Bloß die Elemente der untersten Bevölkerungsklasse, die sich hier vor Verfolgung sicherer als anderswo wußten, erhoben ihre Stimmen zu einem anschwellenden Gemurmel. Da gab der Kaiser der Leibgarde einen Wink, und von neuem schmetterten die Trompeten über den Platz. Ein Herold trat aus dem kaiserlichen Gefolge, den Willen des Herrschers zu künden. Er begann in strengem Tone, dem Volke vorzuhalten, daß es leider zuweilen seiner Pflichten gegen den Staat vergesse, und daß es als ein Glück zu erachten sei, wenn Gott dann selbst den Thron der Fürsten in seinen Schutz nehme, und die Strafe über die Schuldigen verhänge. »Das solle,« fuhr er fort, »Griechenland auch jetzt wieder erkennen, denn der Bösewicht Agelastes, der es verstanden habe, sich durch den Anschein einer tiefen Gelehrsamkeit die kaiserliche Gunst zu verschaffen, hinter der Maske der Weisheit aber die Lehren des Ketzerglaubens und die Laster des Lüstlings gepflegt habe, und der, auf Anhänger fußend, die er im Hofstaate, ja sogar unter den engeren Verwandten des Kaisers zu werben gewußt habe, einen Plan zu dessen Ermordung geschmiedet, das Volk aufgereizt und allerhand falsche Gerüchte ausgesprengt habe, – dieser Bösewicht sei dem Strafgericht Gottes verfallen, indem er, wie durch Zeugnis mehrerer Frauen erhärtet worden, sein Leben einem von ihm selbst beschworenen bösen Geiste habe lassen müssen.
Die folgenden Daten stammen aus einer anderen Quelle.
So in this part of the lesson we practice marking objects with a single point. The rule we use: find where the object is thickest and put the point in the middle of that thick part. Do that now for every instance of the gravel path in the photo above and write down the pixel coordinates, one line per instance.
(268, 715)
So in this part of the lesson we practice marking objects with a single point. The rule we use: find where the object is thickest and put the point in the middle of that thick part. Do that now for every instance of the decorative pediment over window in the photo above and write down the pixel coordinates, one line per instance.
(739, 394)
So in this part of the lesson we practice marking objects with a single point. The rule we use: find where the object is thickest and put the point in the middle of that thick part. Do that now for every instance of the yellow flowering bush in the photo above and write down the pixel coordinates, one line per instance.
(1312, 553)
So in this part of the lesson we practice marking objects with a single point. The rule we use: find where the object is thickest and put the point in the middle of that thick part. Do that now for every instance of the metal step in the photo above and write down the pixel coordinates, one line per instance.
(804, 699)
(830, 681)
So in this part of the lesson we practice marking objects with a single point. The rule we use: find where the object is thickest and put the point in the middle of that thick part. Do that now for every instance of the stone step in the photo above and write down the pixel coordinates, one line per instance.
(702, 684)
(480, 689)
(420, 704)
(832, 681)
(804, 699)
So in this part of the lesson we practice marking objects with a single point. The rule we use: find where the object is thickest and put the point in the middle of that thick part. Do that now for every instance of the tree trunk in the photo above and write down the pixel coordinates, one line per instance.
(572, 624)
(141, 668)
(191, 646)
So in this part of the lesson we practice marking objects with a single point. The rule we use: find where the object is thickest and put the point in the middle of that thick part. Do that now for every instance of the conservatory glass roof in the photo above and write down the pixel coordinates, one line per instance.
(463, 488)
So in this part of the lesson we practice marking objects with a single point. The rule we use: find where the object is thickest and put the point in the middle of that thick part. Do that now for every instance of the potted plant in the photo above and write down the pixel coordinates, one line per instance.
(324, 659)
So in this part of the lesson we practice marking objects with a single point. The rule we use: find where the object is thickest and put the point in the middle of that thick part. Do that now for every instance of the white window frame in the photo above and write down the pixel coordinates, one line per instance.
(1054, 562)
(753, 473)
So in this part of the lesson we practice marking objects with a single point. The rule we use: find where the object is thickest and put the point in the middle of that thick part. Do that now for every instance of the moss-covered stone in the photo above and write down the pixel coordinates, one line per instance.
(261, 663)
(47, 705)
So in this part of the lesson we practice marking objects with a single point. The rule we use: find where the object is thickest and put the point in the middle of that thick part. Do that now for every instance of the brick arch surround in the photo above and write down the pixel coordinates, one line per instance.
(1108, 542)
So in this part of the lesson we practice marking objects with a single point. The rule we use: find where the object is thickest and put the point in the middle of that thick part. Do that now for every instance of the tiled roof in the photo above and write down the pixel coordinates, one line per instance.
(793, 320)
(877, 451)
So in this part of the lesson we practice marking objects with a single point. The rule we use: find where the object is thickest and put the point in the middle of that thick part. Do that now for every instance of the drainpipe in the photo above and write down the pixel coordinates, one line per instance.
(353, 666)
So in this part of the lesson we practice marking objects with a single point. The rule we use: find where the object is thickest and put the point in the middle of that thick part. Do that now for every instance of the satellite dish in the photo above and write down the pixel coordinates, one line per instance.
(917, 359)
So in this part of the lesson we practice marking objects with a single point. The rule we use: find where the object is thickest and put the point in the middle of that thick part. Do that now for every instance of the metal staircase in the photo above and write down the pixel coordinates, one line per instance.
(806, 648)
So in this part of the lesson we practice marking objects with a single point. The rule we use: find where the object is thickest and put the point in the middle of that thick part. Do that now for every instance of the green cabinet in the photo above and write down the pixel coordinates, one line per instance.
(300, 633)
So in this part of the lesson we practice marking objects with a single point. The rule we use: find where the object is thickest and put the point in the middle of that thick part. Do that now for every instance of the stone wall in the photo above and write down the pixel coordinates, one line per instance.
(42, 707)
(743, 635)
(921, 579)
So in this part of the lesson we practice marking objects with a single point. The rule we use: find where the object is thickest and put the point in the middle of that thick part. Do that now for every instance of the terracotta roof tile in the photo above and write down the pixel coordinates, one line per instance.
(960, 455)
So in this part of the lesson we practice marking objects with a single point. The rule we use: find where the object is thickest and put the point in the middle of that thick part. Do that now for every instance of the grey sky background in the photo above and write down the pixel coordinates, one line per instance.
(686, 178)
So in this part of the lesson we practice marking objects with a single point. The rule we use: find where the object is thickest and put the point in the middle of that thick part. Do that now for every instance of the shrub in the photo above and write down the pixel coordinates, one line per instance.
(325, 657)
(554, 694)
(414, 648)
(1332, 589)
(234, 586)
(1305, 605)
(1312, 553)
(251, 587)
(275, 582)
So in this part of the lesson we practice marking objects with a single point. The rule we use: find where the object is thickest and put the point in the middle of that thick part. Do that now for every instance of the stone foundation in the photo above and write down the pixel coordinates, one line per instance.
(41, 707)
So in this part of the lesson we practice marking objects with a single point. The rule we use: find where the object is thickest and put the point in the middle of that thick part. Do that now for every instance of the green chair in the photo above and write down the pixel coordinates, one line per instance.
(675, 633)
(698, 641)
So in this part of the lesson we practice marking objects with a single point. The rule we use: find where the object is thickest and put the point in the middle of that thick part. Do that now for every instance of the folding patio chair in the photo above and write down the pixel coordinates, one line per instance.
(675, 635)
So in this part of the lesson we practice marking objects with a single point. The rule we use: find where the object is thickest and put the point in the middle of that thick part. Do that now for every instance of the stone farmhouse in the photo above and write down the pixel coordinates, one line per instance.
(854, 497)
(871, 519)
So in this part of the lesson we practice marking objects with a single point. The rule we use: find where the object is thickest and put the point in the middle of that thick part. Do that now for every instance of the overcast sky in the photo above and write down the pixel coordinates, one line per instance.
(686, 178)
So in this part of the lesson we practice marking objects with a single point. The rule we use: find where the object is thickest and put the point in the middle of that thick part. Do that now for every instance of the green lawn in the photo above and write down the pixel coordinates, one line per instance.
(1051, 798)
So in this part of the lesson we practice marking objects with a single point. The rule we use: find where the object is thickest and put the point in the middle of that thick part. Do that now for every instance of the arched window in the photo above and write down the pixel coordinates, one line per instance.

Aber auch solch eines Schuldigen Tod müsse dem Kaiser schmerzlich sein, wenn er eine Strafe erwarten lasse, die über diese Welt hinausreiche. Nur ein Gutes habe dieses schreckliche Ende des Haupträdelsführers, daß es den Kaiser der Notwendigkeit überhebe, fernere Strafen zu verhängen, denn der Himmel scheine ja selbst die Strafe auf diesen Bösewicht zu beschränken. Der Kaiser lasse demnach alle, die sich schuldig fühlen, auffordern, ruhig nach Hause zu gehen mit der Ueberzeugung, daß sie keine Strafe treffen solle; sie möchten aber der Worte der Schrift eingedenk sein, die sie auffordern, Buße zu tun und nicht weiter zu sündigen, um sich nicht in die Gefahr zu stürzen, daß Schlimmeres über sie komme.«

Als der Herold schwieg, erhob sich lautes Jubelgeschrei. Die Unzufriedenen mußten sich gestehen, daß sie von der Gnade des Kaisers abhängig seien, da es in seiner Macht stand, sowohl die Waräger über sie herfallen zu lassen, als auch die Mannen des Fürsten Tankred zu Feindseligkeiten gegen sie zu bestimmen. Wie es bei Pöbelmassen immer zu geschehen pflegt, überbot nun einer den andern, dem Kaiser für seine Güte und dem Himmel für die gnädige Errettung zu danken.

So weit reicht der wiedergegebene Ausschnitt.